For logistic, compare each model using a variety of test results for each like coefficients, overall chi-squared p-value, Hosmer-Lemeshow statistic and table, deviance GOF. For machine learning issues, there is the ROC-AUC, sensitivity, and specificity for each model, as well as PV+, PV- (predictive value plus, minus - which is hinged to prevalence, or proportion of outcomes with a one).
Things get complicated however, because there can be issues like the input features (predictors used for each), and the cross-validation methods used for each model.
But overall, the AUC-ROC would be a good start. This is the receiver operator characteristic curve - area under the curve based on a plot of sensitivity vs. 1-specificity. People who present ML classification results at meetings/conferences for e.g. a lot of biological markers as predictors for class outcomes will simply go through several slides entitled "AUC", or AUC-ROC, listing how AUC changes with use of different combinations of features. AUC-ROC incorporates both sensitivity and specificity, which is much more informative than recall or classification accuracy, which is your $M_1$ and $M_2$.

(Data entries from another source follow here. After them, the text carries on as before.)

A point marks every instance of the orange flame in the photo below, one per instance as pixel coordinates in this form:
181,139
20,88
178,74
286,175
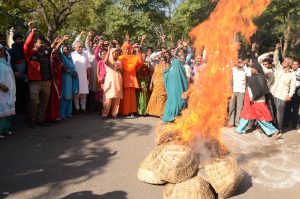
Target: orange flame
208,96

In fact, if you present results based on AUC for different combinations of input features, you only need to mention which classifier was used, because AUC can be calculated for any classifier. Thus, you could have one slide of AUC for various mixtures of features that's based on multiple classifiers, where the AUC from multiple classifiers for a specific set of features is called "ensemble classifier fusion."
The point in mentioning the above is that an experienced ML analyst would quickly get away from what you are asking and launch into a lot of other things (like ensemble methods, each which use CV and multiple classifiers) without getting tripped up on looking for statistical tests to prove which AUC is the best. At that point however, you have to look at overfitting and the bias/variance dilemma, effect of the "curse of dimensionality" of each feature set on each classifier.